Photo book about EU offices: Singing sirens in Brussels

Photo of author

By Maya Cantina

Twilight in the front room: Suzanne Schols, a former EU lobbyist, has published a photo book about the non-aesthetic nature of office landscapes in the EU.

Conference table in the office of Frans Timmermans

Conference table in Frans Timmerman’s office Photo: Photo: Suzanne Schols/©HousePublishing 2023

There are an estimated 30,000 European lobbyists in Brussels for 751 members of the EU Parliament or their staff and those of the European Commission. The lobby, from which lobbyists get their name, was once considered an antechamber where politicians and the population met.

Now it seems rather to be the antechamber for a network of offices, corridors and rooms, for opaque information and – as the Qatargate scandal in 2022 showed – also for corruption. Of course, no one in Brussels wants to be called a “lobbyist”.

The conceptual photographer Suzanne Schols would like some more transparency in the run-up to the European elections. For her illustrated book ‘Lobby. Between Green Deals and Ideals, she visits places where key EU influencers work and discovers a functionally bleak reality.

Visual journey of discovery

Schols, originally from the Netherlands and born in 1986, had worked as an advisor at the European Commission and only later switched sides: “As a former lobbyist who became a visual artist, I wanted to make a visual journey through the Brussels lobbying world as I know it. .”

The first photo in her book shows the office by Frans Timmermans, Executive Vice President until 2023 of the European Commission and head of the European Green Deal. At the end of a reflective conference table hangs a photo overlooking a high hotel window. What happens here and outside the book in the hotel lobby?

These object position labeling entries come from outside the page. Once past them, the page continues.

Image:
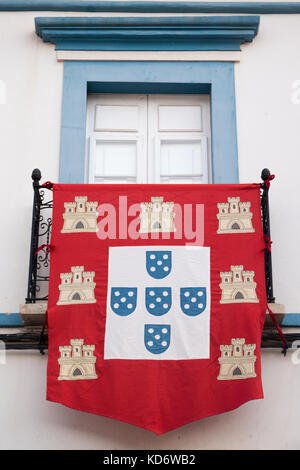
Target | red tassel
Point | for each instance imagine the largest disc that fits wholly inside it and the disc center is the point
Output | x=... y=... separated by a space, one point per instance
x=273 y=318
x=267 y=182
x=46 y=246
x=41 y=342
x=47 y=185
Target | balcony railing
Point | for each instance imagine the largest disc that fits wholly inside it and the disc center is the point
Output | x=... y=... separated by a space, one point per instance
x=39 y=264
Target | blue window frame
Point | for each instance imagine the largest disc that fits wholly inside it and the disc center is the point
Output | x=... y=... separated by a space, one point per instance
x=215 y=78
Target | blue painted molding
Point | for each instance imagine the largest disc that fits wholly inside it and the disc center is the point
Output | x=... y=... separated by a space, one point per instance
x=217 y=78
x=159 y=33
x=152 y=6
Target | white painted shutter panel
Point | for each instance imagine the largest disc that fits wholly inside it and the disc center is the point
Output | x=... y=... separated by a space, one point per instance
x=178 y=139
x=117 y=125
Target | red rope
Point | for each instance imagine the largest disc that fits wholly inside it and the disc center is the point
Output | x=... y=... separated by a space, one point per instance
x=47 y=246
x=267 y=182
x=268 y=243
x=45 y=324
x=273 y=318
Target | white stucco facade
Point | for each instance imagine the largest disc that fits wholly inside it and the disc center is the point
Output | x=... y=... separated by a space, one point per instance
x=268 y=116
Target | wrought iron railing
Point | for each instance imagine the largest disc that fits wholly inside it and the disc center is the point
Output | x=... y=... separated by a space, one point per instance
x=39 y=264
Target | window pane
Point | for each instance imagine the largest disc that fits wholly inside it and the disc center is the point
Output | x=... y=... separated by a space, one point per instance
x=115 y=158
x=181 y=158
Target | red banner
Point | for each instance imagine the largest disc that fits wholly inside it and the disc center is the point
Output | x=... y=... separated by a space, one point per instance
x=156 y=301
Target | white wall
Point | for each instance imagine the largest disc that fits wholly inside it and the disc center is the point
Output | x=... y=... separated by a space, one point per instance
x=268 y=135
x=29 y=422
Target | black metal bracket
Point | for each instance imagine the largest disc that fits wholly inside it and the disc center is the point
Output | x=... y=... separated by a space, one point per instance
x=265 y=214
x=39 y=264
x=38 y=276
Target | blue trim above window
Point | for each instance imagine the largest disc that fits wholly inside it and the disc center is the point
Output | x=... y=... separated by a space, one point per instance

What deals emerge between offices and top restaurants aren’t shown? And what siren songs between temptation, offer and emphasis do the pressure groups sound? Schols’ second photo shows a lobby in the European Council building, decorated with flags and a red carpet. Here, on an area that would represent 450 million Europeans, the 30,000 European lobbyists would have to walk all the time, but the entire book lies abandoned.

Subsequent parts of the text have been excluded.